Cron, but centralized.

A central control plane for cron jobs across clients, projects, and servers.

CronCommander gives you a live inventory of cron jobs and executions across your infrastructure — organized by workspace, visible from one dashboard, with a full audit trail.

Agents view screenshot

Agents: know what machines exist — and which ones are alive

CronCommander starts with a live inventory of servers running cron jobs.

  • See every registered agent in a workspace
  • Organize servers by client or project with workspaces
  • OS, environment tags, and last-seen status
  • Quickly spot offline or unhealthy machines

This answers questions that are often hard to answer:
"Where is cron actually running?" and "Which client's server needs attention?"

Cron Jobs view screenshot

Cron Jobs: one list, across all servers

Instead of SSH'ing into machines or grepping /etc/cron*, CronCommander shows all cron jobs in a workspace, across all agents.

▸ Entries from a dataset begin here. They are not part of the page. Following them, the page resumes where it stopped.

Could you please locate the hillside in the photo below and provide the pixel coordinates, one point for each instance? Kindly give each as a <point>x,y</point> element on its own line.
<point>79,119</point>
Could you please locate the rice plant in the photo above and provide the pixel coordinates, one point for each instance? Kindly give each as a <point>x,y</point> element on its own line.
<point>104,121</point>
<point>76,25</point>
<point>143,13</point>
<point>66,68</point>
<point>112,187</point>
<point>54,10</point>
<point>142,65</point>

  • Job name, schedule, command, and next run
  • Jobs scoped to one agent or many
  • No guessing, no duplicated configs
Cron Job detail panel screenshot

Job details: status, history, and configuration

Each job has a dedicated detail view.

  • Active / disabled status
  • Success rate and average execution time
  • Assigned agent and exact command
  • Recent executions at a glance
Executions list screenshot

Executions: what actually ran, ordered by reality

CronCommander records every execution across the fleet.

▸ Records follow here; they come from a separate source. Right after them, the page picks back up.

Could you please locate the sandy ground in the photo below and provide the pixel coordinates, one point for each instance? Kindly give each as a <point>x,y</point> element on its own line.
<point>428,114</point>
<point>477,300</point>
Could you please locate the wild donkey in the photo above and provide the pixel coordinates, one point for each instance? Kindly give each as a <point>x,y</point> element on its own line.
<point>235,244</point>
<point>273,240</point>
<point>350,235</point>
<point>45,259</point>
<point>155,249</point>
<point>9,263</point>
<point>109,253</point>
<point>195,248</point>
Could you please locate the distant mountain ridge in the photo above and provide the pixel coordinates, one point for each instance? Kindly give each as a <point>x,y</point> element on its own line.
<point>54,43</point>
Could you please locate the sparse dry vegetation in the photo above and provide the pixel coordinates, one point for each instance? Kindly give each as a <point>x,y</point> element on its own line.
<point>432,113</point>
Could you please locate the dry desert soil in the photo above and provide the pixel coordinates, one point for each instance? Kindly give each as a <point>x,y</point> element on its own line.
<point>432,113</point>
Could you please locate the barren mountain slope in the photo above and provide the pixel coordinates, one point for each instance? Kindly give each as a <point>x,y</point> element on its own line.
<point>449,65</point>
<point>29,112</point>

  • Most recent runs first, regardless of host
  • Status, duration, and start time
  • Filter by job, agent, or time range
  • Full audit trail for compliance
Execution detail panel screenshot

Execution details: no SSH, no log hunting

Click any execution to inspect what happened.

  • Exact command
  • Captured stdout and stderr
  • Exit code and execution time
  • Which agent ran it

CronCommander does not replace cron.
It adds a control plane around it — with the auditability cron never had.

Roadmap (January 2026)

CronCommander is already usable today.
The focus for the first public release is reliability, security, and operational basics.

Planned before public launch (mid–late January):

  • Email, Slack, and Telegram notifications
  • Multi-user support
    • Create additional users
    • Assign users to workspaces
  • Workspace administration
    • Admin users create and manage workspaces
  • Security hardening
    • Authentication and authorization reviews
    • Transport and credential handling improvements

Security is a first-class concern.
We prefer delaying features over shipping something unsafe.

Requirements

The CronCommander agent runs on Linux, FreeBSD, and macOS (amd64, arm64). Any system with cron and outbound network access is supported.